Non-cognizable offences, on the other hand, such as defamation, intimidation, dishonest appropriation of movable property, threatening, unlawful engagement in trade etc, are minor offences and an FIR cannot be lodged against someone for them. When such crimes are reported, the police will register them under a DDR or a Daily Diary Report. Again, a signed and stamped copy of this Diary will be given to you.
In the case of such crimes, the victim or anyone else who is aware of the offence, either as an eye witness or by dint of having heard an account of the crime, can file an FIR. One must file an FIR at a police station in the locality where the crime has been committed. As stated before, the complaint may be written or oral and please do make sure that the officer you are speaking to is not lower in rank than a head constable.

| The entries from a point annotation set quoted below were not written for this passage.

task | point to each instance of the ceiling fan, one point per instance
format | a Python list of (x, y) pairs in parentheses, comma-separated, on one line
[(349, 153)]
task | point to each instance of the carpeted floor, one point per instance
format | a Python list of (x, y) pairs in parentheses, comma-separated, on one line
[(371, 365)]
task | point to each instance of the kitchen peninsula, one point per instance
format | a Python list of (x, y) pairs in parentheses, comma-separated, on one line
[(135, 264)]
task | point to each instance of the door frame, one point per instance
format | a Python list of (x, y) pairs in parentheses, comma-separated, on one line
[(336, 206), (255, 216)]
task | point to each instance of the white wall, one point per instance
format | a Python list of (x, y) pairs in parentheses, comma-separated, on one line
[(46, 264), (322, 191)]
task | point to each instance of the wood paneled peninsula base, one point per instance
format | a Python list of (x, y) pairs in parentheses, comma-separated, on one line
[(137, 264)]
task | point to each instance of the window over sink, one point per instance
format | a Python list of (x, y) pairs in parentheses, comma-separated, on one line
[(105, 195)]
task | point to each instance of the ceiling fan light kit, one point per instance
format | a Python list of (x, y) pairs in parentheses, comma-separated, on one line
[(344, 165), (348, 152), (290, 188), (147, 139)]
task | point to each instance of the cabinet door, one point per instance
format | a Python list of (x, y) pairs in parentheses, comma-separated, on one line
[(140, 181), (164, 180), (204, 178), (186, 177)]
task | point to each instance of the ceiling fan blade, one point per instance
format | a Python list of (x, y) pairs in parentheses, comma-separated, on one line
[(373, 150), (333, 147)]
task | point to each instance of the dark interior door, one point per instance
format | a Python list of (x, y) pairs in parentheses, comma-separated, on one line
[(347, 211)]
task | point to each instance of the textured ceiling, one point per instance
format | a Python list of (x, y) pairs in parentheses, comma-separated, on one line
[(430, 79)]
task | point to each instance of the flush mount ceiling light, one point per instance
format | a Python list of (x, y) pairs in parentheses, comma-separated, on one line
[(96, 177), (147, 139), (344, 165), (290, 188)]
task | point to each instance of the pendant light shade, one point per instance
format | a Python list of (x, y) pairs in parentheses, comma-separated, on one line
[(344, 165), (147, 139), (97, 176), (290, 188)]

If the police are satisfied that it is a cognizable offence that you are reporting then they are duty bound to lodge it.
An FIR is always filed in first person – and it should be filed as soon as the crime is committed. Any delay will render your complaint invalid and it will not be filed as an FIR, barring special cases. Once the report is lodged you cannot change it at a later date. If, for any reason, you cannot file the FIR on time, then explain the reason behind the delay clearly for your report to be taken seriously. Give clear, precise and simple details, and do not leave anything out. Ensure that your report includes all relevant information and is not ambiguous in anyway. Definitely do not lie about any detail or tweak it to suit your convenience as lying while filing an FIR is a punishable offence. You must include your contact details, details of any people involved, exact details of location and time and witnesses, if there are any. Also remember, failing to sign or refusing to sign an FIR after it has been lodged is also a criminal offence.
Women have a slight advantage when filing an FIR. In January 2013, the concept of Zero FIR was launched which announced that police stations are duty bound to register a woman’s complaint, irrespective of area and locality of jurisdiction. A woman, therefore, can file an FIR at any police station and her statement has to be taken into consideration and an investigation begun. Once the FIR is lodged, later, the case can be handed over to the relevant police station in the relevant area of jurisdiction to facilitate smooth investigation.
Of course, the state of the Indian legal system is fraught with a lot of obstacles and there will be many a loophole presented, especially if you have the misfortune of interacting with corrupt officials. However, it is always important to know your laws and procedures, so that you have a slight edge, in the face of any adversity.